Excerpts from Pro Hockey, WHA 1975-76 (by Dan Proudfoot)
Nothing magical happened in Phoenix with the Roadrunners last year. It only seemed that way as coach Sandy Hucul employed 15 unknown players who had never appeared before in either the World Hockey Association or the National Hockey League and somehow, made the playoffs in 1974-75.
Hucul, of course, was named coach of the year.
...The combination of wily management, sound coaching ond a young lineup means Roadrunners figure to get better and better. Meantime, their first season in the WHA is truly worthy of analysis. They were eliminated in the first round of the playoffs, by Quebec Nordiques, but the fact they got as far as they did surprised most knowledgeable hockey people.
The secret?
Bill MacFarland, the [general] manager, provided coach Hucul with an outstanding group of hustlers. There wasn't a big name in the list of players, but the Roadrunner scouting had been through. Many expected MacFarland to stock his first team with veterans of the Western Hockey League, the now-defunct loop of which he had been president, but he looked elsewhere.

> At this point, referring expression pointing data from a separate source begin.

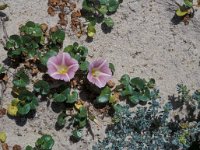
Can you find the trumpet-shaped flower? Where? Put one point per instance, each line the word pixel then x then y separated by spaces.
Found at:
pixel 99 73
pixel 62 66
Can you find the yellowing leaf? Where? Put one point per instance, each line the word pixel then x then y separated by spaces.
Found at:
pixel 3 6
pixel 181 13
pixel 3 137
pixel 91 30
pixel 12 110
pixel 78 104
pixel 15 102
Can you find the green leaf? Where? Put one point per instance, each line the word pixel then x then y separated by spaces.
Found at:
pixel 151 83
pixel 103 9
pixel 24 109
pixel 14 41
pixel 127 91
pixel 103 2
pixel 188 3
pixel 58 36
pixel 59 98
pixel 138 83
pixel 82 113
pixel 113 5
pixel 2 69
pixel 44 58
pixel 83 51
pixel 84 66
pixel 181 13
pixel 72 98
pixel 46 142
pixel 82 123
pixel 42 87
pixel 118 108
pixel 108 22
pixel 134 99
pixel 76 134
pixel 26 97
pixel 104 96
pixel 112 68
pixel 61 120
pixel 21 79
pixel 91 30
pixel 125 79
pixel 29 147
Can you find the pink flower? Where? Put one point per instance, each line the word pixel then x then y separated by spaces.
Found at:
pixel 62 66
pixel 99 73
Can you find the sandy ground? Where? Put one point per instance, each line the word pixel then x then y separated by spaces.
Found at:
pixel 143 43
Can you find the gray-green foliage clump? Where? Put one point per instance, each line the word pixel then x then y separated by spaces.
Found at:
pixel 149 129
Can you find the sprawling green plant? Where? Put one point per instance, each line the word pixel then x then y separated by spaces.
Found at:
pixel 185 9
pixel 46 142
pixel 32 43
pixel 98 11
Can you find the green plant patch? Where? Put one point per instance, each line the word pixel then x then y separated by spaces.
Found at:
pixel 97 12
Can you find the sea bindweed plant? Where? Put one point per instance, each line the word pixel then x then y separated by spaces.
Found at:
pixel 62 66
pixel 61 75
pixel 97 11
pixel 46 142
pixel 137 90
pixel 99 73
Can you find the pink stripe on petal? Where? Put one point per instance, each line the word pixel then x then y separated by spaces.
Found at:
pixel 99 83
pixel 102 64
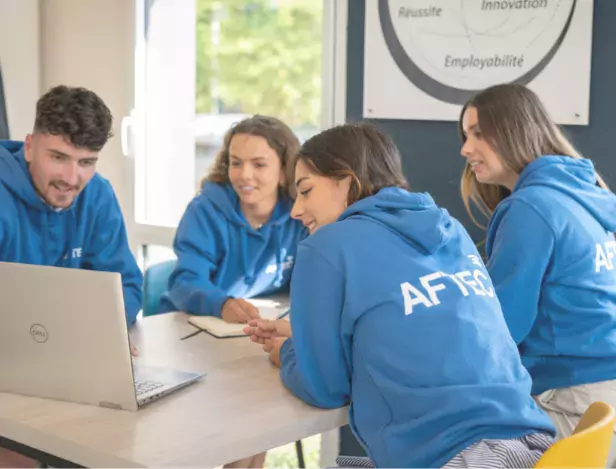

"By the end of the season," MacFarland explains, "we only had two players left from the old Phoenix team — the one that had been in the WHL and then the Central League."
Hucul, took the group of strangers and made things as simple as possible for them. The Hucul system was straightforward — the purely defensive style with the centers doing the fore-checking and the two wingers always quick to hang back and help the defencemen. The system worked, so well that only two teams ended up with fewer goals against.